New Zealand's first governor, William Hobson, established Auckland in 1840 and shifted the capital there from the Bay of Islands. He was invited to the southern shoreline of the Waitematā Harbour by the Ngāti Whātua chief Apihai Te Kawau.
"I don't like the term 'founding father' - for one thing it's very patriarchal," said historian Dr Vincent O'Malley.
"If you had to have one, I think Apihai Te Kawau has a far better case for that nomination for Auckland than the likes of John Logan Campbell," O'Malley told the Herald in an interview about this Friday's 40th anniversary of the end of the Bastion Point occupation.
However, another historian, Professor Emeritus Russell Stone, an expert on Campbell and Auckland, dismissed O'Malley's idea.
"I see no reason why, for reasons of political correctness, we should convert the Pākehā father of Auckland into a Māori father of Auckland."
O'Malley said, "Auckland is founded entirely on the generosity of Ngāti Whātua and their vision for Māori and Pākehā to live together side by side, for the mutual benefit of both parties.
"That was a vision that Apihai Te Kawau led and by inviting Governor Hobson to come and settle in Auckland, that was showing their view of the kind of relationship that they wanted to have."
He noted that Hobson's infant colonial government acquired the 3000 acres (1214ha) for the original Auckland settlement for £341, and months later sold 18ha for about £24,000.
The enormous profits from that and other crown sales of land acquired from Māori owners were used to subsidise development in Auckland and nationally. "So Ngāti Whātua are really underwriting that - in a big way," O'Malley said.
Ngāti Whātua Ōrākei Trust Board member Sharon Hawke welcomed O'Malley's suggestion about her ancestor Te Kawau.

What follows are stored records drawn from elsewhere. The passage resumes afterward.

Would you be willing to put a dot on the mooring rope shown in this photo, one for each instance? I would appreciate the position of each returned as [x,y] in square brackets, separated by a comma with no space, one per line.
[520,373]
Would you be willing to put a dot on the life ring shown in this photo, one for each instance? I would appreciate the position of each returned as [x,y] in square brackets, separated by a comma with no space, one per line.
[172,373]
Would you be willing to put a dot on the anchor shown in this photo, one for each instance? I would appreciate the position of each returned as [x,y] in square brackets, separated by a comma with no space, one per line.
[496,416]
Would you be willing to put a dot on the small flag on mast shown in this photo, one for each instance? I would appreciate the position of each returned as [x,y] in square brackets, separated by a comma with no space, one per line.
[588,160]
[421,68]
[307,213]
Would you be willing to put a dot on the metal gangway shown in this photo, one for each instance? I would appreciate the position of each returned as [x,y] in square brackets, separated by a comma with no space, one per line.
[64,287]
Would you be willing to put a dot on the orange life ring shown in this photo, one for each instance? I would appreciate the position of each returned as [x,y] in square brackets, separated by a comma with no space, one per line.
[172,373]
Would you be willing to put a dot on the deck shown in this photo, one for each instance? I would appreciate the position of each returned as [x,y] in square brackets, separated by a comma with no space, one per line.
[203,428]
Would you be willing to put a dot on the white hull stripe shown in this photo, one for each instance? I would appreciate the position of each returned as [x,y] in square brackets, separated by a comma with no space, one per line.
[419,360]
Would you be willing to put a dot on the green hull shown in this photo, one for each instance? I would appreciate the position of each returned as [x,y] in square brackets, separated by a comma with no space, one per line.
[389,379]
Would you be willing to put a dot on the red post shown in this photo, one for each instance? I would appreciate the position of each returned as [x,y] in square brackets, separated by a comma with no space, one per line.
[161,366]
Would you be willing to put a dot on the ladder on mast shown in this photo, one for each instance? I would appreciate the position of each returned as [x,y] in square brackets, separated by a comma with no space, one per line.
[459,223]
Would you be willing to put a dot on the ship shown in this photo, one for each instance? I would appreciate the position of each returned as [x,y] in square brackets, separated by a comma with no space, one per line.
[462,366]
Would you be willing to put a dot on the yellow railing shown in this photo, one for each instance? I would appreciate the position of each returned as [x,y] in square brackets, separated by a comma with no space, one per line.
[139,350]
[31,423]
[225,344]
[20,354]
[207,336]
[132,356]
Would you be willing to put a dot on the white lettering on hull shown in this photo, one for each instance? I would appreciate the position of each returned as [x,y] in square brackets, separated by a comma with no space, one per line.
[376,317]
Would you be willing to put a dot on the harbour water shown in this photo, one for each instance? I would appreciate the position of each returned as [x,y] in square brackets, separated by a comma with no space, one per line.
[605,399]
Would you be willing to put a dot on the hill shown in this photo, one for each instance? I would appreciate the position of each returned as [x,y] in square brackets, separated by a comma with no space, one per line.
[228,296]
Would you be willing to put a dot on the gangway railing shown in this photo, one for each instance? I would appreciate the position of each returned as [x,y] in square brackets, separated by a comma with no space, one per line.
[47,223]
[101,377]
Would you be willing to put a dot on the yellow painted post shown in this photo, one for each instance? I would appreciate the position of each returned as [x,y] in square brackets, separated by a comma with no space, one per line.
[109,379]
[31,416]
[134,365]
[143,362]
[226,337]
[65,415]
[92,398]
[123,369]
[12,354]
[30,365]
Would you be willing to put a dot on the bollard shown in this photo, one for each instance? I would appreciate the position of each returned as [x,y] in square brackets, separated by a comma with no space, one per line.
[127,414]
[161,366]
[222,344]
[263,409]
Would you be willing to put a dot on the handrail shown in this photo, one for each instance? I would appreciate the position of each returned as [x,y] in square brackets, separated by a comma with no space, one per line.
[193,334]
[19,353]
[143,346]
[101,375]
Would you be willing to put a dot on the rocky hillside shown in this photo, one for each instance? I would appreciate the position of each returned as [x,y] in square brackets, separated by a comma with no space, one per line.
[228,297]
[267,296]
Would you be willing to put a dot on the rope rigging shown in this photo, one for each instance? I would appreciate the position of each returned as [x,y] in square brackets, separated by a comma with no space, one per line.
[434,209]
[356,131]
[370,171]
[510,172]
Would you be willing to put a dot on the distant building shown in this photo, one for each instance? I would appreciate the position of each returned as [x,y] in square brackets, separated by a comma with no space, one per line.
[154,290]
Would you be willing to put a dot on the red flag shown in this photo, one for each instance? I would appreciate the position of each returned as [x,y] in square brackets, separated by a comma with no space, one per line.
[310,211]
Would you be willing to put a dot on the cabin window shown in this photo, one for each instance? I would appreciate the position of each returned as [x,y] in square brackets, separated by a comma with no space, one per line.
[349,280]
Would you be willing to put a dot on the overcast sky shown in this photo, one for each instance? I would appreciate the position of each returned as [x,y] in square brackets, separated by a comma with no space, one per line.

"That would be great if we were to rewrite history. We've tried to do that ourselves. We unveiled a memorial just the other week on the Ports of Auckland frontage [beside Quay St]."
The memorial plaque acknowledges the September 1840 agreement between Te Kawau and the crown and says, "Te Kawau gifted 3000 acres to establish the City of Auckland."

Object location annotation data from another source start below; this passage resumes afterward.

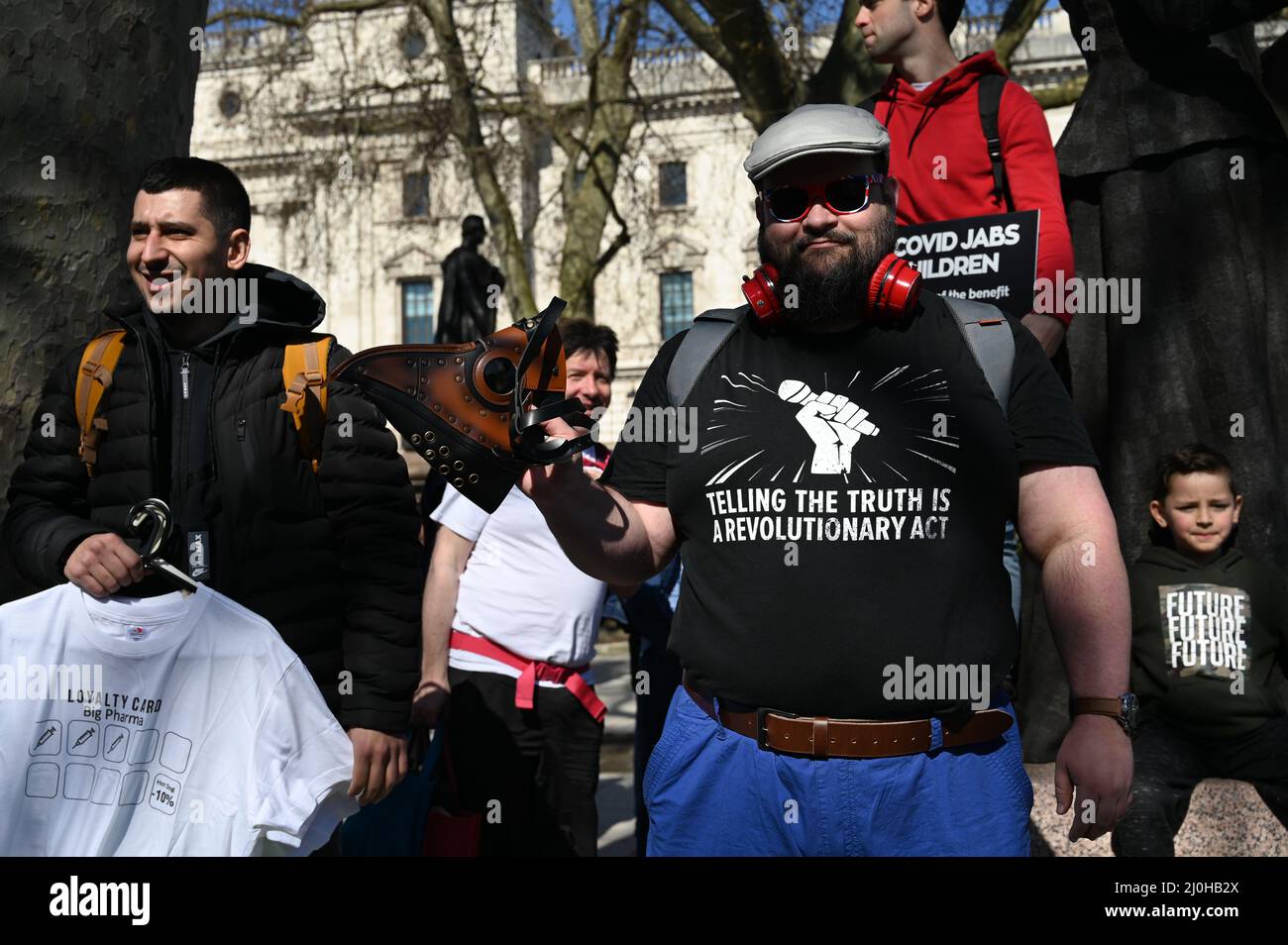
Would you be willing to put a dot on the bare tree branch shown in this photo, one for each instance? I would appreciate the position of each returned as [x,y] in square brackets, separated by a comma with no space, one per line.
[467,129]
[848,73]
[703,37]
[1017,22]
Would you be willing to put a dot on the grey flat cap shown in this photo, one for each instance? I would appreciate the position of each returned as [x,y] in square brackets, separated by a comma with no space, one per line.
[816,129]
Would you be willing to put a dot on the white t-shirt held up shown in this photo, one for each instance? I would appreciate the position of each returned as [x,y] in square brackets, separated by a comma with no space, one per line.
[174,725]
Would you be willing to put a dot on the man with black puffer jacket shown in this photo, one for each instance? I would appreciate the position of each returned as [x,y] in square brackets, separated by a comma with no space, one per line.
[193,413]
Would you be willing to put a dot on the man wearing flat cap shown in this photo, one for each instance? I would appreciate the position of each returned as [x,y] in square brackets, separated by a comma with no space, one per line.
[844,618]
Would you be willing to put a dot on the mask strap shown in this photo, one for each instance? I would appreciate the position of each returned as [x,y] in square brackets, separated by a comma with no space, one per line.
[531,445]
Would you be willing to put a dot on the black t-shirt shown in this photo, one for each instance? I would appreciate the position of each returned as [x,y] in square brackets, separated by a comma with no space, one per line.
[822,545]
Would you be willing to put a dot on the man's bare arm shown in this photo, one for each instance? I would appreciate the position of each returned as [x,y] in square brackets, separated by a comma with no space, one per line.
[438,606]
[604,533]
[1064,522]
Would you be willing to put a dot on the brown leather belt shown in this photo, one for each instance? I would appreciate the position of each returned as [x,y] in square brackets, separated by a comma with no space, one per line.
[816,737]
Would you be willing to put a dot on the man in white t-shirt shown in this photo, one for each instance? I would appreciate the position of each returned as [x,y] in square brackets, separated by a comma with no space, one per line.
[178,725]
[509,632]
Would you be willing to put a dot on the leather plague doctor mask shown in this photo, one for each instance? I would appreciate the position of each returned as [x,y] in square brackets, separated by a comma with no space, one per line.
[475,411]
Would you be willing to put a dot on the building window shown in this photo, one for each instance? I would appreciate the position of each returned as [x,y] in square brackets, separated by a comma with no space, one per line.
[673,184]
[417,312]
[413,44]
[230,103]
[677,303]
[416,194]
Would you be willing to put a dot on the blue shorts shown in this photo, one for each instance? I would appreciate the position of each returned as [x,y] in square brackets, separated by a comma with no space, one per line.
[712,791]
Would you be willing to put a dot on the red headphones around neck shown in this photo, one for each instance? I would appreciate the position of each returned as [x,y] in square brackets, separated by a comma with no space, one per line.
[892,293]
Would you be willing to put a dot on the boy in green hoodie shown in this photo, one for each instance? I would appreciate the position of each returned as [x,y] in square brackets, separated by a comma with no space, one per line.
[1207,628]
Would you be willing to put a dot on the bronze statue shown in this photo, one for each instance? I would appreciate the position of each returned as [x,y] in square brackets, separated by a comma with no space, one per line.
[472,288]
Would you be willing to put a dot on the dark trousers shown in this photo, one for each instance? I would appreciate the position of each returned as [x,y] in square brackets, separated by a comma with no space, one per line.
[1168,766]
[531,773]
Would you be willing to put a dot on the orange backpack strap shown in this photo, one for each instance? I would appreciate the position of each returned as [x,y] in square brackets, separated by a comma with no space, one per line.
[303,370]
[94,377]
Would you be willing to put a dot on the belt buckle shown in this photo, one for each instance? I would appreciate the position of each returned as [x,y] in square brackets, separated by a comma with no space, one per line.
[763,731]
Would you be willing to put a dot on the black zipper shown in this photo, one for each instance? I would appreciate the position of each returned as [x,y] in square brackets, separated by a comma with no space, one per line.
[146,357]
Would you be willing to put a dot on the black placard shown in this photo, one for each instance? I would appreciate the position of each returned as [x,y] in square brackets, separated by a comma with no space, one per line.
[991,259]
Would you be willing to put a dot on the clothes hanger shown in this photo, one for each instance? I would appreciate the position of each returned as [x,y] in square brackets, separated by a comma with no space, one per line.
[151,522]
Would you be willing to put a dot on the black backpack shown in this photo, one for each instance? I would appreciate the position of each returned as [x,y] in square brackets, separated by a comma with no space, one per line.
[990,104]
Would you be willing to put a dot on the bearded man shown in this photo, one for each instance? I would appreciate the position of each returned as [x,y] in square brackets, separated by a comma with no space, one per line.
[844,618]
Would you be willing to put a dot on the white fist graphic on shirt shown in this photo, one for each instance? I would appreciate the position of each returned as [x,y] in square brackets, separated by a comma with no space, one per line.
[832,421]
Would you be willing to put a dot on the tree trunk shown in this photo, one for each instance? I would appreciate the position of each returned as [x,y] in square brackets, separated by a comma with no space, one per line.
[90,94]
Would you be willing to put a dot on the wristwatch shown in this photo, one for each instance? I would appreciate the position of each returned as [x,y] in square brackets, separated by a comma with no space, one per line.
[1124,709]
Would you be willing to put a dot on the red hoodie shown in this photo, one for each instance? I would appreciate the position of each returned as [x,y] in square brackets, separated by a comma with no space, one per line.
[943,120]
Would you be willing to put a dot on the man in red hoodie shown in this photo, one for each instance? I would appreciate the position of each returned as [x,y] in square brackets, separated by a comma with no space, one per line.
[938,151]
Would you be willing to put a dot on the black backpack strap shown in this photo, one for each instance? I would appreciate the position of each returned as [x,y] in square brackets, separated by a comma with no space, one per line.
[988,335]
[699,345]
[991,86]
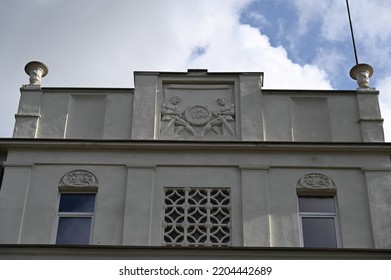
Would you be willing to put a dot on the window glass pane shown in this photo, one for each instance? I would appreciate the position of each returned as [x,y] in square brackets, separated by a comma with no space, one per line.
[316,204]
[72,230]
[77,203]
[319,232]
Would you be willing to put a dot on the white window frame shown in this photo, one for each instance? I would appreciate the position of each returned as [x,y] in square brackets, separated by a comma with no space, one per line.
[333,215]
[75,215]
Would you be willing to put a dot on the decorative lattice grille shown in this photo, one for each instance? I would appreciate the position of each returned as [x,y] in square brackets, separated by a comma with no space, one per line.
[197,217]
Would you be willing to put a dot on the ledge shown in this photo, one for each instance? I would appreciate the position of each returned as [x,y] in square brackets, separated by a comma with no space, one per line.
[94,252]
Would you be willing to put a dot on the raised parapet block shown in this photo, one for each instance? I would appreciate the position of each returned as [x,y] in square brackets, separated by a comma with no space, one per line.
[196,105]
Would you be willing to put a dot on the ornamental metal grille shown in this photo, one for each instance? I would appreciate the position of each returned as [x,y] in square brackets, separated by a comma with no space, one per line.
[197,217]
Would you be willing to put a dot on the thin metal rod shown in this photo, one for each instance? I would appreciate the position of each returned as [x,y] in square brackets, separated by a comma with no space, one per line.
[351,31]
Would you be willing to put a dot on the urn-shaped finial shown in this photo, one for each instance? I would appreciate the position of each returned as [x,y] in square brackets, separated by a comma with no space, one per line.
[36,70]
[361,73]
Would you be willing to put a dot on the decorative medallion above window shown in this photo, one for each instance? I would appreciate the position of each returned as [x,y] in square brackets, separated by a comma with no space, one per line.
[198,111]
[80,180]
[197,217]
[315,182]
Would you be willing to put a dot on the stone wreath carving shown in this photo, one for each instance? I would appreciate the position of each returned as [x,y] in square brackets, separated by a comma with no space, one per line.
[79,178]
[315,181]
[197,117]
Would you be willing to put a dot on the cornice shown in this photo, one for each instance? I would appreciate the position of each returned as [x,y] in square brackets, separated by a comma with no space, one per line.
[237,146]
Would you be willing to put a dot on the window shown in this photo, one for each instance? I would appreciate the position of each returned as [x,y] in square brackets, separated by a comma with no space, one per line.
[75,217]
[318,221]
[197,217]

It replaces a plaque which referred to a purchase rather than a gift. The old plaque said: "Here on Point Britomart on 18 September 1840 the British flag was raised in token of the purchase of the site of Auckland from the Ngati Whatua".
The port company financed the new memorial - it refused to reveal the cost - and sought Ngāti Whātua's advice on the wording.

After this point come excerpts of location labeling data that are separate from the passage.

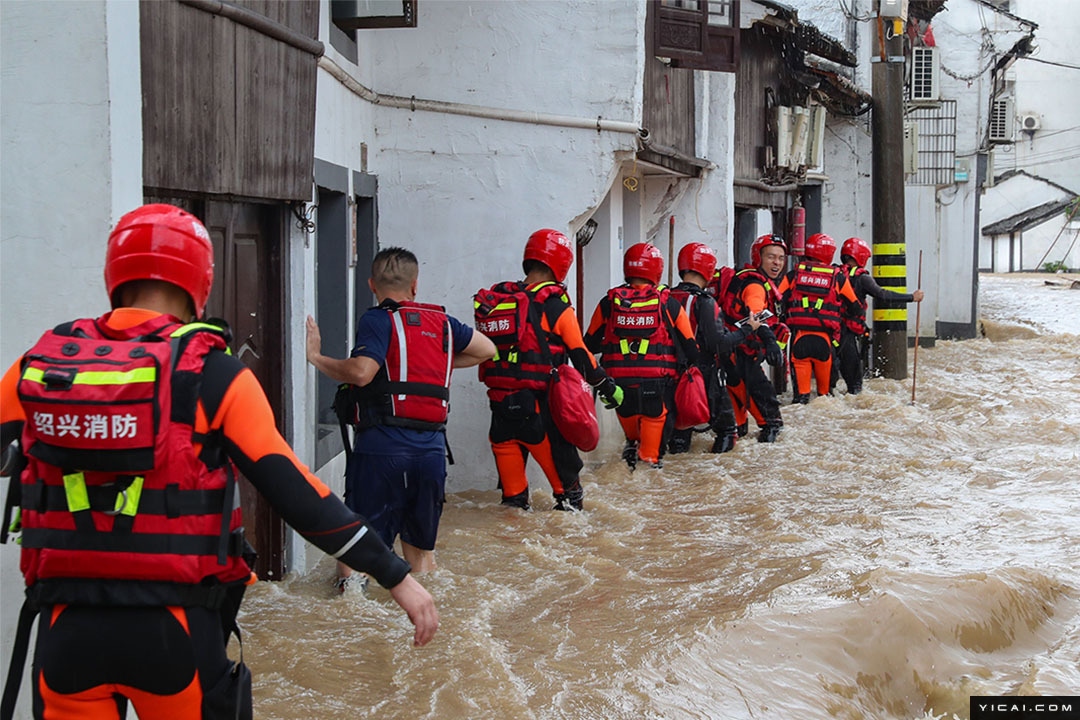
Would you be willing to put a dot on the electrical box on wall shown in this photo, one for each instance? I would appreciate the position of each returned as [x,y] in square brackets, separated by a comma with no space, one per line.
[893,9]
[910,147]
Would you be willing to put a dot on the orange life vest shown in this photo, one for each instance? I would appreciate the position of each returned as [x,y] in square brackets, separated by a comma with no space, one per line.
[854,314]
[814,302]
[509,313]
[637,340]
[733,309]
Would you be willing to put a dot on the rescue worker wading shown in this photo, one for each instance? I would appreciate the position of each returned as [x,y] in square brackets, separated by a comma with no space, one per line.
[510,314]
[634,328]
[697,267]
[812,298]
[400,374]
[854,254]
[751,291]
[134,426]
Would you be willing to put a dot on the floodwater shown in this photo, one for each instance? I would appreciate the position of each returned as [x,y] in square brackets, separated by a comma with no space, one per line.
[882,560]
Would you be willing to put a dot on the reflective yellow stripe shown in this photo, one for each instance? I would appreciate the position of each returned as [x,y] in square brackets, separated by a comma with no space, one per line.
[127,501]
[99,377]
[75,490]
[890,271]
[643,348]
[885,315]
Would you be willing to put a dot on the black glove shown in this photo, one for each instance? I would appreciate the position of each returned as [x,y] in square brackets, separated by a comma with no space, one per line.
[609,393]
[772,353]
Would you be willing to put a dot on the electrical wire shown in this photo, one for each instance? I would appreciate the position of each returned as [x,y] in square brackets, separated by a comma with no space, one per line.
[1038,59]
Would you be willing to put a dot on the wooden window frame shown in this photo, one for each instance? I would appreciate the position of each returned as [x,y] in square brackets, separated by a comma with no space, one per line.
[685,36]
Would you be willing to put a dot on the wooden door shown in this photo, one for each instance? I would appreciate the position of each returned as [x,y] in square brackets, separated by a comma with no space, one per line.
[248,295]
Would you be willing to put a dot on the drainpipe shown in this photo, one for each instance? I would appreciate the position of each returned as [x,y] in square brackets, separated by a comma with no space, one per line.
[414,104]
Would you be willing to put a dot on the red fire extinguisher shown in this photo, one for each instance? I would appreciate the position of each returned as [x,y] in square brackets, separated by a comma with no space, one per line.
[798,230]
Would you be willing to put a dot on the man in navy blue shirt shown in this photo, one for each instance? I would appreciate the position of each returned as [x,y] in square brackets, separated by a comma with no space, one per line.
[401,366]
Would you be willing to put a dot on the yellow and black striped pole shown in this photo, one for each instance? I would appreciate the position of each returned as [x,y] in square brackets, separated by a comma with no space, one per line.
[890,318]
[887,141]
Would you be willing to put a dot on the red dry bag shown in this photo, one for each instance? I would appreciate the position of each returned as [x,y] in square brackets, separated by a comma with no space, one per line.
[572,407]
[691,401]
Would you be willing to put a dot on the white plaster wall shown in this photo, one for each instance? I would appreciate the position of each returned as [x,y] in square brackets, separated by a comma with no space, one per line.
[1047,91]
[1016,194]
[847,193]
[70,136]
[466,192]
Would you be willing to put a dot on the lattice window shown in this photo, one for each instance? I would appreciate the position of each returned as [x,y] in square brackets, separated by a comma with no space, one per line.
[936,144]
[1001,120]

Hawke said the closest concept in English for what Te Kawau did was the "sharing of the land". Alienation of the land was not intended.
But Stone said that although Ngāti Whātua held to an oral tradition that the land was gifted, no documentary proof of that had been shown.
"There's no doubt that that was a sale; it wasn't a gift," said Stone, who emphasised he was not against Ngāti Whātua. Regarding the plaque, he said: "I think the word 'purchase' should remain."
Stone said Te Kawau's motives for inviting Hobson to Auckland would have included trade, and protection from iwi to the north and southeast.
He said Campbell's claim to the title of Father of Auckland included that he arrived in the area before the settlement was founded, he was at the heart of the city's commercial growth for nearly 70 years, he was a political leader, and he made generous donations to public causes.
"His qualification as Father of Auckland in today's world has less to do with the founding of the settlement and more to do with how he devoted his commercial success to worthwhile causes that endure in our city."